At this time, to be sure, Merlin is barely in his twenties and doesn't wear a beard. In spite of a long-strained relationship with his royal uncle, the hermit is eager to be of service to the unwanted baby because he knows - rather, because it has been revealed to him - that Arthur will be the king who unites all Britain, and who holds back the darkness of the Dark Ages for just a little longer. In that unsettled time, when the old gods of the all-but-vanished hill people have not quite disappeared into their hollow hills, and when the pagan gods of the Romans and Saxons are still abroad even while Christianity has begun to drive them out, Merlin doesn't have a clear idea which God (or gods) he serves. He only knows He (or they) likes the taste of human sweat; another way of saying that, even with a prophetic vision lighting his way, he cannot be certain things will turn out as planned.
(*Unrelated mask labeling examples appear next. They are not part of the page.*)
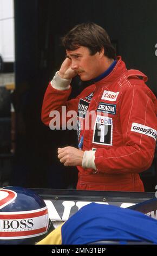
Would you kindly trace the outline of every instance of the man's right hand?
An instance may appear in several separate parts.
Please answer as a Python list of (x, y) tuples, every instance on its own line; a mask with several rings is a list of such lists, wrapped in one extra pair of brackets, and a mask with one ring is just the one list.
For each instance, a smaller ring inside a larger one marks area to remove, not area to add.
[(66, 58), (63, 62), (58, 75), (61, 78), (71, 79), (77, 75), (75, 70), (71, 69), (71, 60)]

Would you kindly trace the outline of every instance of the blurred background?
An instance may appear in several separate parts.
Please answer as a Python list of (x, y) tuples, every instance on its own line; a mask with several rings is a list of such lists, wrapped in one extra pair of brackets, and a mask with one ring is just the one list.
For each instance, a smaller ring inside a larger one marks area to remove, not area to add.
[[(76, 168), (60, 164), (56, 152), (77, 147), (76, 131), (51, 131), (41, 121), (45, 90), (65, 56), (60, 38), (76, 24), (96, 23), (156, 95), (156, 0), (0, 0), (0, 187), (75, 188)], [(76, 77), (70, 97), (87, 85)], [(155, 191), (156, 170), (155, 155), (141, 174), (146, 191)]]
There are a lot of dangers to protect the boy from, and a lot of miracles that need to be carefully prepared for the time when Arthur will be ready to defend his claim as heir of the High King. So Merlin must put forth a lot of effort to make sure of the prophecy by hiding the boy, by setting guardians for him, and for a while at least, by putting himself as far as possible from him, so that no one guesses who and where Arthur is until the moment is right.
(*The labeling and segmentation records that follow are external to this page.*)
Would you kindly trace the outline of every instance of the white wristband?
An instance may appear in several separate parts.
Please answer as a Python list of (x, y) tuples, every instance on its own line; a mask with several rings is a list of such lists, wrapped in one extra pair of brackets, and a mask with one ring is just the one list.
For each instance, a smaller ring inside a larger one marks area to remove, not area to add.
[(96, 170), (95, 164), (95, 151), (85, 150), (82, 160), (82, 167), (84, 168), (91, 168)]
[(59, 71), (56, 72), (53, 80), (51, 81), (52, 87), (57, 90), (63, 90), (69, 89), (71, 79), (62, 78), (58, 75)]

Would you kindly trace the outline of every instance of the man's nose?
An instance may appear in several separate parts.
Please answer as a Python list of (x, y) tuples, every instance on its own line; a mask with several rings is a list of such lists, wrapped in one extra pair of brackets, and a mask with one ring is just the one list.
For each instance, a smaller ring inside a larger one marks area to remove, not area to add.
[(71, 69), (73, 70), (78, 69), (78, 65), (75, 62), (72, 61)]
There are a lot of familiar things in this story. I could tell you everything that happens in this book without spoiling much - not just because the book is as old as I am, but because the legend it retells is at least as old as the English language, and well-known to boot. But there are unexpected touches as well, where the shape of the story seems a little different from how you may remember it. It is a grown-up version of the story, with believable political complexities, personal motives, scenic details, and such a high-resolution picture of historical events that you will find yourself surprised, at the end, to realize how much of it came out of the author's imagination.
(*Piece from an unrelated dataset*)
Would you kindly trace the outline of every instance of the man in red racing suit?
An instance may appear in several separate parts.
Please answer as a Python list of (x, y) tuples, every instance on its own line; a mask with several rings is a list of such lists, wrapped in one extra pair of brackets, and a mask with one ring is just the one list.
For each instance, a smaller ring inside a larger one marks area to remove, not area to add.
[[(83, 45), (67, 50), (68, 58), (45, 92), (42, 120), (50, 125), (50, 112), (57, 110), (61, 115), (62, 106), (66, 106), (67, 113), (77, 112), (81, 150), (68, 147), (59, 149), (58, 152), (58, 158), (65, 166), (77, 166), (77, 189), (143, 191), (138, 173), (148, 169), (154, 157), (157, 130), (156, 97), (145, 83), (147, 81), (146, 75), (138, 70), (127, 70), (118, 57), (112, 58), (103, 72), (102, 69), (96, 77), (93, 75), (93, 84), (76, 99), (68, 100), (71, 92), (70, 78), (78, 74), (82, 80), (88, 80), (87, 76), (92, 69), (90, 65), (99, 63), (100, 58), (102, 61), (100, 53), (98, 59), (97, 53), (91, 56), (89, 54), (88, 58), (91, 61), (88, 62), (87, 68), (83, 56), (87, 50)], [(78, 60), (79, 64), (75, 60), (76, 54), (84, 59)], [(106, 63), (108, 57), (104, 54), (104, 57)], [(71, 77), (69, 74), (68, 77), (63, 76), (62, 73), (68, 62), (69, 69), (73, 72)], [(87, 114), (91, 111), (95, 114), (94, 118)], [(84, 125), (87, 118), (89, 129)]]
By the phrase "at the end," I mean to draw your attention to the afterparts of the book, in which a true literary magician reveals how she did her trick, with a synopsis of the original legend and a bibliography of her scholarly sources. It's a tale of imagination that succeeds in counterfeiting real history by being based on thorough research. It's a memoir of Merlin in which the enchanter explains what really happened before all the down-to-earth facts became embellished with superstitious fancies - yet far from being stripped of its enchantment, the truth, as Stewart's Merlin tells it, has as much of the miraculous and the mysterious about it as the version you already know.
This is the second book of the five-volume Merlin/Arthur saga by the late Mary Stewart (1916-2014), an acclaimed author of romantic thrillers and magical stories for children whose career spanned more than 40 years. Told from in the style of the memoirs of a learned fifth-century prince named Merlin, the series begins with The Crystal Cave and continues with The Last Enchantment, The Wicked Day, and The Prince and the Pilgrim. While straying from the Arthurian legends as usually told, these books present an alternative vision of that mythology - one that both works dramatically and captivates the senses. It plants Arthur at a definite moment in British history, makes him a vivid and lovable character (yet without the Disney-cartoon cuteness of T.H. White's "the Wart"), gives his relationship with Merlin a poignant and plausible new dimension, and hardly ever relaxes its grip of action, tension, intrigue, and the creepy mysteriousness of the dimension from which Merlin draws his power.
Some of Stewart's other novels are Madam, Will You Talk?; Nine Coaches Waiting; This Rough Magic; Airs Above the Ground; The Little Broomstick; Touch Not the Cat; and A Walk in Wolf Wood.